Dans le même ordre d'idées s'impose aussi une intime coopération entre les surveillants bancaires et ceux du marché. Il fut un temps où l'on prétendait que les surveillants des marchés ne devaient pas avoir de préoccupation prudentielle. Quand on sait quel a été le rôle de la complexité de produits financiers dans l'aggravation et la diffusion de la crise actuelle, maintenir cette affirmation me paraîtrait bien anachronique.
Ma seconde préoccupation est de toute autre nature. On peut s'interroger sur les origines de l'extraordinaire euphorie financière qui a dominé les marchés au cours des quelques années précédant l'éclatement de la crise au mois d'août dernier, et qui en a considérablement accentué la gravité. « Animal spirit », pour reprendre l'expression de Keynes, créativité, capacité d'innover, ou tout simplement avidité insatiable pour le gain ? Peut-être. On ne peut cependant ignorer le rôle d'un facteur objectif : la liquidité exceptionnelle des marchés. Cette liquidité, associée à la conviction, fondée ou non, des acteurs du marché que les banques centrales les tireront toujours du pétrin, a constitué un puissant stimulant pour des prises de risque débridées. La politique de la Réserve fédérale au lendemain de l'éclatement de la bulle Internet – en particulier le maintien pendant trop longtemps d'un taux directeur négatif en terme réel – porte probablement une certaine responsabilité tant pour l'abondance de liquidité que pour la création d'un aléa moral. Encore faut-il se garder de tirer une conclusion trop hâtive : il n'y a pas de lien de causalité « linéaire » entre la liquidité des marchés et la liquidité monétaire, cette dernière se mesurant en termes d'agrégats monétaires.

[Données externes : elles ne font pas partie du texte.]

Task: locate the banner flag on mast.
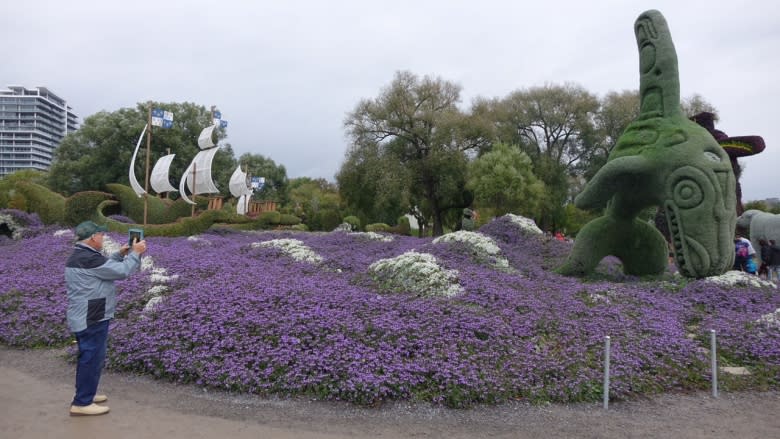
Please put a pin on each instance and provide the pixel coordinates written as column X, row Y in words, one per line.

On ne peut affirmer qu'en restreignant dans une certaine proportion la masse monétaire, on restreint dans une même proportion la liquidité des marchés : la relation est plus complexe. Les banques centrales ont, certes, la maîtrise du marché monétaire à court terme, mais elles ne possèdent pas la capacité de maîtriser, de manière souple et graduelle, la liquidité générale des marchés financiers.
Le Président Didier Migaud : Avec votre exposé, nous avons eu l'impression de tout comprendre, et je tiens à vous en remercier.